Pemohon Hery Shietra menjelaskan pokok permohonan yang diperbaiki, yakni Pasal 6 UU Ketenagakerjaan tentang diskriminasi. Dalam praktik di Mahkamah Agung (MA), jelasnya, terdapat suatu yurisprudensi tetap yakni apple to appleparate prinsiple. Pengertiannya, yang sama diperlakukan sama, yang berbeda diperlakukan berbeda.
“Antara pekerja tetap diperlakukan berbeda dengan pekerja kontrak dan juga PKWT yang sejak semula diperlakukan berbeda dengan PKWTT demi hukum. Dengan kata lain, pekerja kontrak yang dialihkan demi putusan hakim sebagai pekerja tetap, itu memiliki hak yang berbeda dengan pekerja yang semula merupakan pekerja tetap,” jelasnya dalam sidang yang dipimpin Hakim Konstitusi Aswanto.

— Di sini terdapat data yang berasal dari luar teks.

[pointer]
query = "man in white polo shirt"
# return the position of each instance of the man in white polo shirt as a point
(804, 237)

Berikutnya, kata dia, Pasal 59 UU Ketenagakerjaan sepanjang frasa “demi hukum”, berkembang tiga penafsiran. Pertama, demi hukum berubah menjadi pekerja tetap sejak putusan hakim dijatuhkan. Kedua, sejak pelanggaran normatif terjadi. Kemudian berkembang penafsiran ketiga yang diserukan para buruh, yakni bukan dihitung sejak pelanggaran tetapi dihitung sejak pekerja itu mulai bekerja. “Ini terkait dengan pesangon, cuma Pemohon tidak ingin menyinggung soal pesangon tapi lebih kepada upah proses,” katanya.
Sebelumnya , Pemohon berprofesi sebagai konsultan hukum merasa dirugikan dengan berlakunya Pasal 6 UU Ketenagakerjaan yang menyebutkan, “Setiap pekerja/buruh berhak memperoleh perlakuan yang sama tanpa diskriminasi dari pengusaha.”
Pasal 59 ayat (7) UU Ketenagakerjaan yang berbunyi,“Perjanjian kerja untuk waktu tertentu yang tidak memenuhi ketentuan sebagaimana dimaksud pada ayat (1), ayat (2), ayat (4), ayat (5), dan ayat (6) maka demi hukum menjadi perjanjian kerja waktu tidak tertentu.”
Serta Pasal 155 ayat (2) UU Ketenagakerjaan yang menyatakan, “Selama putusan lembaga penyelesaian perselisihan hubungan industrial belum ditetapkan, baik pengusaha maupun pekerja/buruh harus tetap melaksanakan segala kewajibannya.”
Pemohon mendalilkan saat ini pengusaha cenderung menggunakan perjanjian kerja untuk waktu tertentu bagi para pekerjanya walaupun pekerja tersebut dipekerjakan bertahun-tahun untuk suatu pekerjaan yang seharusnya dapat menjadi pegawai tetap. Alasan pengusaha menggunakan perjanjian kerja untuk waktu tertentu adalah untuk menghindari potensi risiko upah proses ketika dipersengketakan oleh pekerja.
“Saya baru mengetahui bahwa pekerja dengan perjanjian kerja waktu tertentu tidak mendapat upah proses. Seluruh pengusaha mengetahui Yang Mulia bahwa perjanjian kerja waktu tertentu tidak dapat mengikat untuk pekerjaan tetap ataupun lebih dari 3 tahun. Seluruh pengusaha juga mengetahui perjanjian tidak tertulis berubah menjadi perjanjian tetap. Jadi apa yang dimaksud dengan demi hukum? Undang-Undang Ketenagakerjaan yang menjadi objek sengketa tidak menjelaskan apa yang dimaksud dengan demi hukum,” kata Hery.
“Pasal 6 Undang-Undang Ketenagakerjaan yang menyebutkan tidak boleh ada diskriminasi, Yang Mulia. Kemudian Pasal 59 ayat 7 menyatakan bila terjadi pelanggaran terhadap norma-norma Undang-Undang Ketenagakerjaan mengenai perjanjian kerja, maka demi hukum berubah menjadi perjanjian kerja waktu tidak tertentu,” imbuhnya.